Let's break down (some of) the features of this report:

  • Identification: Clearly mentions the repository or project.
  • Specification Version: Specifies the version of the SPDX specification used for standardization.
  • Creation Details: Indicates the tool used for SBOM generation and the timestamp, enhancing traceability.
  • Data License: Specifies the data license for the SBOM.
  • Access Link: Provides a link for accessing the detailed SBOM.
  • Scale: Indicates the project's scale in terms of components.
  • Quality Score: Assigns a quality score, offering an overall assessment of the SBOM's reliability.
  • Vulnerabilities: Provides an overview of vulnerabilities based on severity.
  • Exploitability Score: Assigns a score indicating the potential exploitability of vulnerabilities.
  • License Mention: Provides information on the licensing of specific components.

This general SBOM example demonstrates a comprehensive overview of a project, encompassing components, quality metrics, and vulnerability insights. Such an SBOM serves as a valuable resource for developers, aiding in informed decision-making regarding security and quality considerations.

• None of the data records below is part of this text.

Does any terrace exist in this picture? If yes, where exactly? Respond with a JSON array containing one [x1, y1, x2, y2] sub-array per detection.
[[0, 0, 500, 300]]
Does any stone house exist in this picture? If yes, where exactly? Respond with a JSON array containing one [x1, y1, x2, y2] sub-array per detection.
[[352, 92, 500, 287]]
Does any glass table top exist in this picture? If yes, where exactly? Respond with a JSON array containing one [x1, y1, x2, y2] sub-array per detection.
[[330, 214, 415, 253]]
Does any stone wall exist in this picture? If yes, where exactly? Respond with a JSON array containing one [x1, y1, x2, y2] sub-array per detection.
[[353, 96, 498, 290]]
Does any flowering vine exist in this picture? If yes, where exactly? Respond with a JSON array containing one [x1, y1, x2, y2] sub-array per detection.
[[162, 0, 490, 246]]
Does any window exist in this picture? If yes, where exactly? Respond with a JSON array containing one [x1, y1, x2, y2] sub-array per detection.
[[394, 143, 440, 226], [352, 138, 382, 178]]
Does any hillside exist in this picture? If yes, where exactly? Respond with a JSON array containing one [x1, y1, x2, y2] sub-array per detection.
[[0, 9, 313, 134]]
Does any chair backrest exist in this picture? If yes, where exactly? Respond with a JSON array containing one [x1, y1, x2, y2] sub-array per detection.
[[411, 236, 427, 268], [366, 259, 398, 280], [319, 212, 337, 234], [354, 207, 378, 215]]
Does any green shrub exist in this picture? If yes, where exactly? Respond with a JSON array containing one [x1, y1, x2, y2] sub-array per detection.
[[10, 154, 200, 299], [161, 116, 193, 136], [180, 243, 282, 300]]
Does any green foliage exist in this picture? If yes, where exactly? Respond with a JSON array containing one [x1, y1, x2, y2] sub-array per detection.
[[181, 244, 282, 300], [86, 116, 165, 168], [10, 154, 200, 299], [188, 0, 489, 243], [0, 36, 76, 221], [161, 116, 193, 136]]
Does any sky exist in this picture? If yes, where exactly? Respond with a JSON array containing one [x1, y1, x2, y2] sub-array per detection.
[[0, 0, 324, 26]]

Screenshot 2023-11-20 at 10.18.06

Conclusion

Overseeing dependencies is obviously of utmost importance. GitHub's Dependency Graph streamlines this process by offering a transparent snapshot of dependencies and their interconnections. sbom.sh builds upon it further by providing detailed insights into the quality, vulnerabilities, and exploitability of your project's dependencies. By integrating both GitHub's Dependency Graph and sbom.sh into your workflow, you can truly fortify the security and stability of your projects.